The Texas SB4 law essentially goes along with Trump administration efforts to go after “sanctuary cities” and would embolden other states with anti-immigrant legislators to take similar measures to target immigrants by transforming police officers into immigration agents.

These measures have had a chilling effect on immigrant communities by eroding the trust between the community and police departments, as there is fear that any encounter with police officers could lead to detainment and possible deportation.
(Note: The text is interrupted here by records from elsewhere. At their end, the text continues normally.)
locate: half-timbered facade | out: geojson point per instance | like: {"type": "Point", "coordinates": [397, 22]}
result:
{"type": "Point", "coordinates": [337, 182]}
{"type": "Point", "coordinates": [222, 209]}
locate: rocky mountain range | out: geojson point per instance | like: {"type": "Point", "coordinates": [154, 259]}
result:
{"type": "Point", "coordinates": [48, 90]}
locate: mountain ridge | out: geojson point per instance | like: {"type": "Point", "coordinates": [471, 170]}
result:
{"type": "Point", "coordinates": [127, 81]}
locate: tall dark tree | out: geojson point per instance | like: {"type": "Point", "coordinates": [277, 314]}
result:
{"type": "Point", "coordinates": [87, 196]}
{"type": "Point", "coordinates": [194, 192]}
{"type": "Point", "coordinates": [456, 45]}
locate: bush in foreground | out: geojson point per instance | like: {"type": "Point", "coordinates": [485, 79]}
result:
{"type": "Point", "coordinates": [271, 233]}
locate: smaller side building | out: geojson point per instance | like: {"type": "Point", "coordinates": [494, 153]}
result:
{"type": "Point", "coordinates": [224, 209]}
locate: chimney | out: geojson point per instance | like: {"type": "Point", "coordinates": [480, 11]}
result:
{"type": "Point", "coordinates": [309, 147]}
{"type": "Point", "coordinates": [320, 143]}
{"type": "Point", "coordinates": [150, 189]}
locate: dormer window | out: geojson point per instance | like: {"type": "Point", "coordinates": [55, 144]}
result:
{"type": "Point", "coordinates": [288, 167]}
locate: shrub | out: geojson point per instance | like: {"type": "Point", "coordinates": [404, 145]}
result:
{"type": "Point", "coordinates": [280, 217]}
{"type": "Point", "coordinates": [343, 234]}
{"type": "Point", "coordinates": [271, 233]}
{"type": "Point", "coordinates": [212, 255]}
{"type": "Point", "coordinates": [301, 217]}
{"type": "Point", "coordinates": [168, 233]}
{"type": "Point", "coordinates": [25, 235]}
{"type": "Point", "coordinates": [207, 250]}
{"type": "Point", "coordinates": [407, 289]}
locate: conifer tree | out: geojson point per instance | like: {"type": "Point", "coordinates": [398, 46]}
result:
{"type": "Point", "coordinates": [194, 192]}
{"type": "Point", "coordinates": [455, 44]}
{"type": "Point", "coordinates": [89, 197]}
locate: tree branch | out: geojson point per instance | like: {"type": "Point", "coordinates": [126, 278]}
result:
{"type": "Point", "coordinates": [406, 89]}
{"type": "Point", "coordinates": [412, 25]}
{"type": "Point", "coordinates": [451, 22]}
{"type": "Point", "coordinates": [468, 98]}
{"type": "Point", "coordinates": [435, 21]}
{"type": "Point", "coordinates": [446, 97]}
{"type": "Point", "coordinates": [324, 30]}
Police departments themselves have spoken out against these type of anti-immigrant laws.

The Los Angeles police department said in a statement: “While there is no direct evidence that the decline is related to concerns within the Hispanic community regarding immigration, the department believes deportation fears may be preventing Hispanic members of the community from reporting when they are being victimized.”

Interim Austin Police Chief Brian Manley has told legislators that SB4 will make police work harder. “I think that we will create situations where the trust we’ve worked so hard to build can be eroded,” he said at a press conference last week.

Over a 1000 immigration activists staged a large protest on the Texas House Floor during the final day of the legislative session. As legislators were discussing SB4 and the protestors that had gathered that day, House Rep. Matt Rinaldi told fellow lawmakers “fuck them, I called ICE” regarding the activists gathered there and threatened to put a bullet in a fellow lawmakers head.

The fact that a Republican legislator saw people which he assumed were Hispanic and undocumented and called ICE on them due to a political disagreement, not only demonstrates how laws like SB4 will inevitably result in racial profiling but also how these types of discriminatory proposals can be abused in order to persecute individuals who engage in political activism.

Discriminatory legislation like SB4 hurts our communities by making police officers jobs more difficult, hurting the economy, and persecuting hard working immigrants and separating families which contribute to our society.

Now more than ever, we all need to stand up and fight this hate - not just in Texas, but across the country.

Thomas Kennedy is a writing fellow for the Center for Community Change.